Fitness Friday: 2018 Achilles St. Patrick’s Day 5K

2018 Achilles St. Patrick's Day Race Bib + Medal
2018 Achilles St. Patrick’s Day Race Bib + Medal

I feel like I say this every time I do a race… but I was really not prepared for this one. And if I always think I’m unprepared, then this had to be the race I was definitely the MOST unprepared for due to a combination of things.

About to take off for the 2018 Achilles St. Patrick's Day 5K!
About to take off for the 2018 Achilles St. Patrick’s Day 5K!

I had started semi-training for the St. Patrick’s Day 5K race back in January once we got back from LA, but it was kind of half-hearted. I wasn’t doing sprints (because I hate them) and I was relying on doing tempo runs to help me gain my speed back. I also hadn’t been running outside – instead opting to use the track at the gym, which meant my lungs were not conditioned to the colder temperatures outside. Things took a steep nosedive in March when I got sick (just some random cold) and then I seriously injured my shoulder at a soccer game. The pain was so bad that I stopped ALL exercise for 2-3 weeks. So I wasn’t running, I wasn’t weightlifting, and this race was coming up on me quickly.

This shoulder right here... this one's injured!
This shoulder right here… this one’s injured!

Since I love St. Patrick’s Day and this is my favourite race of the entire year in Toronto, I decided I was going to run it despite the pain I was feeling in my right shoulder. I did a 1K practice run the day before the race and determined I could sustain the impact of my feet hitting the pavement repeatedly without causing too much damage to my shoulder (unreal to think that the impact of my feet was so painful to my shoulder, but it was).

About to set off!
About to set off!

Unfortunately, the way the race worked out this year, the Achilles St. Patrick’s Day race was the AFTER St. Patrick’s Day (please, guys… don’t ever do that again – make it the weekend before!). I wasn’t hungover, but I had certainly curtailed my usual St. Patrick’s Day shenanigans the night before so I wouldn’t feel terrible the morning of the race (or, as good as I could given my injury).
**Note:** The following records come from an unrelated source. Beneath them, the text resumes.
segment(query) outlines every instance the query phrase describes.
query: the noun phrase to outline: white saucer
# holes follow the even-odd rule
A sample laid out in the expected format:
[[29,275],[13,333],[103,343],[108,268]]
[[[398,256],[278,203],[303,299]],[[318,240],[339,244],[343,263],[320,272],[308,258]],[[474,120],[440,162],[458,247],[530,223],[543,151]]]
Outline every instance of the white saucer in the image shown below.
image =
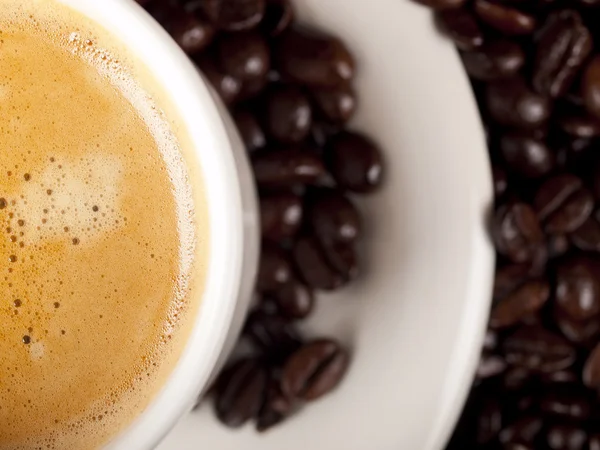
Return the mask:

Coming up to the finish line!
Coming up to the finish line!

Because I was injured, I treated this race so differently than I normally would. I figured I wouldn’t do very well, so I slept without constantly waking myself up from nerves (which is usually an issue for me the night before a race) so – for once – I actually got a good night’s sleep.

Once the race started, I turned on my trackers and told myself to go at a comfortable pace, but not to overstress myself. I’m someone who is constantly checking their Garmin to make sure I’m on pace for the time I want to finish in, so it felt very odd to just turn it on and leave it be. I wasn’t in too much pain so I just race at a comfortable pace where I wasn’t gasping for breath. I had resigned myself to the fact that I wouldn’t be beating my personal best time in a 5K (which I did the year prior in this race with a time of 26:06), and figured I’d come in somewhere around the 28-29 minute mark.

Almost there!
Almost there!

Imagine my surprise when I rounded the last corner of this race and checked my Garmin to see what time I was at and saw that I was around 23 minutes. What??? That’s AMAZING! There was about 700 meters left, which meant I could definitely come in under 27 minutes if I just stayed on pace/sped up a bit. I was so shocked! I had spent the whole race ignoring pacing and just ran at a comfortable speed, and somehow, despite the pain I was feeling and my intense lack of training, I was on target for staying in my typical 26 minute racing zone!

I crossed the finish line with a time of 26:41, and I have never been that excited to have a high 26 minute finish time. I always want to beat my best, but given the circumstances of this particular race, I was over the moon with my finish time! I don’t know how I managed to stay under 27 minutes, because I know I’ve completed some races in this time frame and felt like I put my all into it, but this time I definitely felt like I still had extra gas to spare once I’d finished the race. I’d held back because of my injury, but I know that means that next time I’ll be even better.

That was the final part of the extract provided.